Prioritizing mental health among KNUST students

By Akosua Frema Frempong and Faustina Siaw

The Kwame Nkrumah University of Science and Technology Counselling Centre is collaborating with Janssen Pharmaceutical Companies to prioritize the emotional, psychological and mental healthcare of students.

As part of the collaboration, the Counselling Centre is to launch a toll-free E-Counselling App to make it more accessible to students on campus.

The Head of the KNUST Counselling Centre, Mrs. Victoria De-graft Adjei announced that program is meant to address issues of mental Health among students in Kumasi.

The Resilient Minds Future Leaders Programme is being spearheaded by the Janssen Pharmaceutical Companies of Johnson and Johnson to build the emotional resilience of students to enable them to perform to their full capability. Through the Resilient Minds Future Leaders programme, Janssen Pharmaceutical Companies of Johnson and Johnson will build the capacity of healthcare professionals to effectively identify and provide timely support for mental health conditions.

The Product Specialist for Neuroscience at the Janssen Pharmaceutical Companies, Mr. Emmanuel Asante Antwi said the ultimate goal of the programme is to reduce stigma, improve overall health and enhance the quality of life of students on campus.

“Through this programme Johnson and Johnson invaluable support to KNUST including capacity building for health care professionals and initiative to enhance early access to appropriate interventions and care for patients. Our Ultimate goal is to reduce stigma, improve overall health, and enhance the quality of life for all members of the university.

We are deeply grateful for this collaboration and partnership of KNUST in this endeavour. As we embark on this journey together, let us reaffirm our commitment to fostering a culture of understanding, compassion and support for mental health initiatives. By working hand in hand, we can empower future generations to lead healthier and more resilient lives” Mr Asante Antwi revealed.

Mrs Victoria Degraft Adjei

The Head of the KNUST Counselling Centre, Mrs. Victoria De-graft Adjei noted that annually, the Counselling Centre records more than two thousand cases of mental health challenges with varying conditions.

“We have what we call an Emotional Resilient podcast we do with the E-Learning centre where emotional resilient titbits are given to students weekly. Currently, we are working on finishing touches to the E-Counselling App, which very soon we will launch for every student to have access so, at the tip of your finger, you will get someone to help you. It is a toll-free App.

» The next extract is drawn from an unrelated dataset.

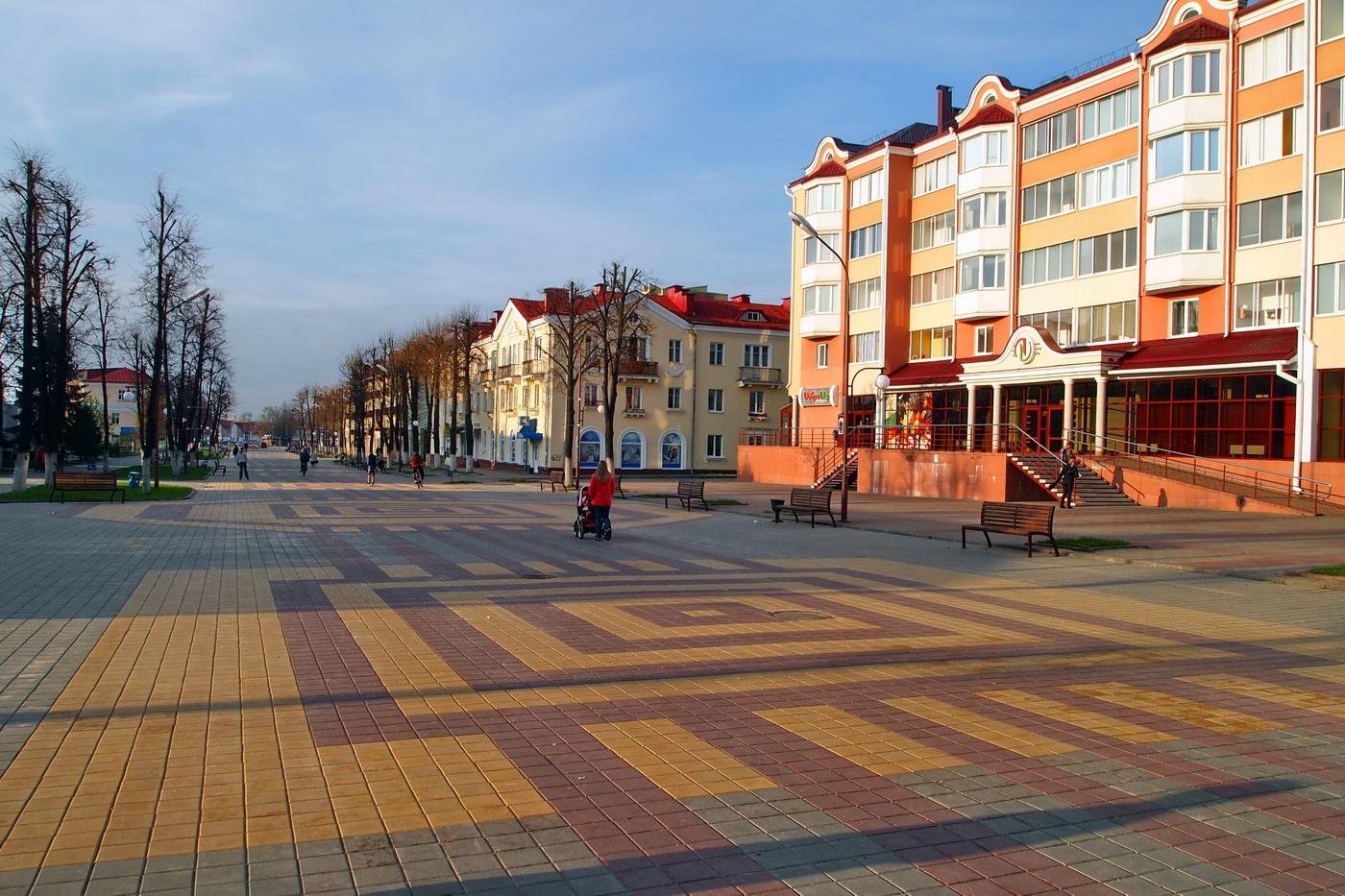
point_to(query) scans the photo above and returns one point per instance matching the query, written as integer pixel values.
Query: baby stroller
(584, 519)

At the centre, we receive between 1800 and 2200 clients every year. Of this number, about 55 per cent are males while 45 per cent are females. Of this number too, 23 per cent go through psychological challenges including stress, depression and attempted suicide, Schizophrenia. We all have to accept that, we all go through mental challenges at a time depending on the issues. So the picture is that somebody at KNUST at a particular time or every day might be going through some challenges. Check your brother, be your brother’s keepers” she disclosed.

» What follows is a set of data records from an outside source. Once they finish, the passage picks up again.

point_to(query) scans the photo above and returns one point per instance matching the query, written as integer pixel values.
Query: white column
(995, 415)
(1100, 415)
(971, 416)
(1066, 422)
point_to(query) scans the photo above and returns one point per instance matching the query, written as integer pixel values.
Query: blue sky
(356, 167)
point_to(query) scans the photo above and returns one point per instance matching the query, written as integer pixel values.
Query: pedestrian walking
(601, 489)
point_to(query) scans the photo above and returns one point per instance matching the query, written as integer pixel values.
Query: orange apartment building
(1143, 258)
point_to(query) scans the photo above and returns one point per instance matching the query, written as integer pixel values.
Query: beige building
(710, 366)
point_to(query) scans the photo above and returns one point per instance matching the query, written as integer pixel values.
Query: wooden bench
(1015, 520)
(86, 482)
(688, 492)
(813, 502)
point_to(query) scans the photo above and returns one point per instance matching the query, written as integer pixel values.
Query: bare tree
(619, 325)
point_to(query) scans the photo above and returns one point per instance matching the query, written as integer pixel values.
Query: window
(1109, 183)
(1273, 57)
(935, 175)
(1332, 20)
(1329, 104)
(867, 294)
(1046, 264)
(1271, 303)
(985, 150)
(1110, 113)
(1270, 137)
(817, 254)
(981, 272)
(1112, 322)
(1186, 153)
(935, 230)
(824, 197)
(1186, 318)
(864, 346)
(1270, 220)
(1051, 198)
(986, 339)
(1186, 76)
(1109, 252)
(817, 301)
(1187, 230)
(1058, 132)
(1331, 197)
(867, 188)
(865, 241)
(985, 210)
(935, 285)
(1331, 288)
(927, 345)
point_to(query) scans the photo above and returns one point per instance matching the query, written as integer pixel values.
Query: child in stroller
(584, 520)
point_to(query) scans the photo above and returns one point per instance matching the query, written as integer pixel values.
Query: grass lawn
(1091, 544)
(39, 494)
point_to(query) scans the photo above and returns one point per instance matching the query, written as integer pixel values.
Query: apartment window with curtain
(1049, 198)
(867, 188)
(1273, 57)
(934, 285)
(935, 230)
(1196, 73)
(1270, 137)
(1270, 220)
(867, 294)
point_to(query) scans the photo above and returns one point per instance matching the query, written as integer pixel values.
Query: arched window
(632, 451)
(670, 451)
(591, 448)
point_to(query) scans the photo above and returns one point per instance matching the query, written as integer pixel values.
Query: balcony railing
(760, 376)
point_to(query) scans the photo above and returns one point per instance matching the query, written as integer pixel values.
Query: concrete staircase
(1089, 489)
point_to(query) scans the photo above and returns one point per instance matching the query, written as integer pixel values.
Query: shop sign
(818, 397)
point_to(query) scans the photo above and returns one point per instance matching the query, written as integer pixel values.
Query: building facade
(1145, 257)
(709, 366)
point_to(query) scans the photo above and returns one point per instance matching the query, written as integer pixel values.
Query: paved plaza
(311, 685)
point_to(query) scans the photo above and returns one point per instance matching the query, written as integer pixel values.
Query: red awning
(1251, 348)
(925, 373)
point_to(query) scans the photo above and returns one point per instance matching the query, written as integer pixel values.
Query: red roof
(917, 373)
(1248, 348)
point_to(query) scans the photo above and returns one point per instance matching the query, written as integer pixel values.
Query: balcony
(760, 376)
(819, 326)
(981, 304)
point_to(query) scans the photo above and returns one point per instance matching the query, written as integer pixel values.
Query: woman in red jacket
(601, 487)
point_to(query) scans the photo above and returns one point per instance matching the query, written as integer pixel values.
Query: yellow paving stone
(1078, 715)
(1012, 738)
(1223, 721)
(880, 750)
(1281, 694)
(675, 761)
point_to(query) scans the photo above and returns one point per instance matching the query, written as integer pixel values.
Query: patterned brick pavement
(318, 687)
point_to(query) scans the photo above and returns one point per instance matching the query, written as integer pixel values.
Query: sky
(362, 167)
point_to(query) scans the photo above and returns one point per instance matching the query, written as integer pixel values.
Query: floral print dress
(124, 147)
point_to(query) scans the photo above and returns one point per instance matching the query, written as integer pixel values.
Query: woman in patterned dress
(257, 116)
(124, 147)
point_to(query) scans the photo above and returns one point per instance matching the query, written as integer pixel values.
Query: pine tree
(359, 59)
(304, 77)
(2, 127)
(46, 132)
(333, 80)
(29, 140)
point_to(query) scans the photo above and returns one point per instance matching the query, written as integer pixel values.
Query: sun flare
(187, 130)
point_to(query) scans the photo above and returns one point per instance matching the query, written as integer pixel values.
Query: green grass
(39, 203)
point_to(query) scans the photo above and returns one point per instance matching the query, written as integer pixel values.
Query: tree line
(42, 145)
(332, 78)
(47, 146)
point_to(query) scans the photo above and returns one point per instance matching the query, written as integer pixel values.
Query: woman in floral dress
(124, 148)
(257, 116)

Prof. Sister Frances Emily Owusu Ansah

The Head of KNUST Department of Behavioural Sciences, Professor Sister Frances Emily Owusu Ansah expressed serious concern about the high prevalence of mental health among the youth.

“According to the WHO, there is quite a bit of percentage about 13 per cent of Ghanaians suffers from mental health issues. Mental health issues from mild to severe forms are more prevalent among the youth. So the youth is a critical group because 75 percent of youth report for the first time experiencing any form of mental health conditions such as depression, anxiety and other less serious mental health conditions. But with timely diagnosis and appropriate intervention, these can be treated and the persons who suffer them can be helped to leave a fulfilling life,” she indicated.

Mental health is not the absence of disease but a comprehensive well-being that encompasses all forms of well-being.